A large Indigenous population accounts for a significant portion of Winnipeg’s and Manitoba’s cultural makeup. Economic Development Winnipeg promotes a First Nations Growth Fund and the Metis Economic Development Corporation, allowing them to tap into different cultures to drive small business startups.

“We have a lot happening from targeted sector approaches to culturally driving starting small businesses,” James confirms. “A record number of Aboriginals are successfully graduating from our cities various post-secondary institutions.”

James is also of the opinion that it is essential to always seek out – and listen to – multi-generational input to gather a proper cross-section of those who live in the city. It is expected there will be a notable change in mindset, at least to some degree, as more baby boomers head off into retirement. The city boasts a great track record with a strong foundational element that is very balanced in its approach in terms of sustainable economic growth. One of those key areas focuses on tourism.

“Tourism is a big part of our economy,” James says. “We have a large retail sector with many shopping options. We also have the Canadian Museum for Human Rights. More than 40% of visitors to the museum this past year were from international destinations. “Our convention centre is ready to about double in size with the launch early in 2016, which will attract more meetings and conventions to Winnipeg.”

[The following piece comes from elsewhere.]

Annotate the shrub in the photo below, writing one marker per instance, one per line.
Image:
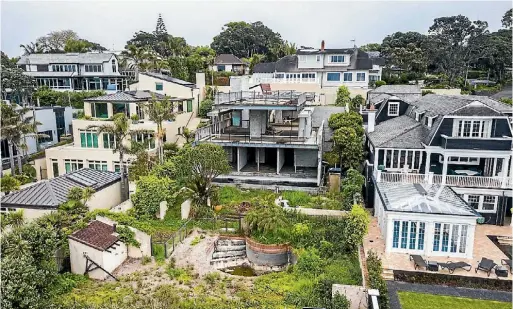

“I want to continue making Winnipeg a destination for tourists and international events,” Mayor Bowman says. “Winnipeg has proven it can compete on the national stage and I will continue working with Winnipeg’s business community to promote job creation and attract investment to our city.”

The return of the NHL’s Winnipeg Jets in 2011 after a 15-year absence and hosting the recent 2015 Grey Cup at Investors Group Field on the campus of the University of Manitoba has also added great excitement within the city. The reciprocating employment created by having the Jets back in town generates millions of dollars for local businesses each year. Jets’ owner True North injects millions of dollars into the local economy both directly and indirectly, via players’ salaries, partner alliances and real estate deals, such as when members of the Jets’ organization purchase homes in the community. The added buzz in the downtown core has generated more than $1.2-billion in infrastructure projects dating back to 2012.

Manitoba Hydro Place, the Canadian Museum for Human Rights and the Convention Centre expansion, which will see it almost doubled in size, are just a few of the recent downtown mega-projects dependent on public funds. It’s estimated about 75,000 people work in the downtown core, with more than 150,000 living within a 10-minute drive. Trade, manufacturing, education and healthcare are among the leaders the diversified economy. Among some of the big corporate players with a presence within the city are Great-West Life Assurance, Manitoba Telecom Services, Shaw Communications and Nygard International.

In the next five years James would like to see the city build out its infrastructure so that the city’s businesses have the greatest possible accessibility to markets. The new international airport and CentrePort are primed to take full advantage of the potential opportunities on the roads and distribution systems. The ability to export and import goods in a timely fashion will help to maximize profitability.

James also points to the idea of ‘collective impact’. No single entity can work in isolation, whether it’s government or private sector.

“We have to all really work together to address any foundational issues that exist that are barriers to our city’s growth and also maximize our capital regions. We have lots of bedroom communities and so we have to look at the best methods for providing services while not duplicating efforts,” James says. “There needs to be access to daycare and appropriate levels of public transportation.”

“We’re here to attract and retain business; to grow capital investment for infrastructure. And there is also talent attraction. As you grow your population, and are competing against other jurisdictions, you need to be able to create a value offering to get your city to stand out.”

“Winnipeg is also a growing and diverse city that has a vibrant arts and culture scene that rivals many of Canada’s bigger cities,” Mayor Bowman says.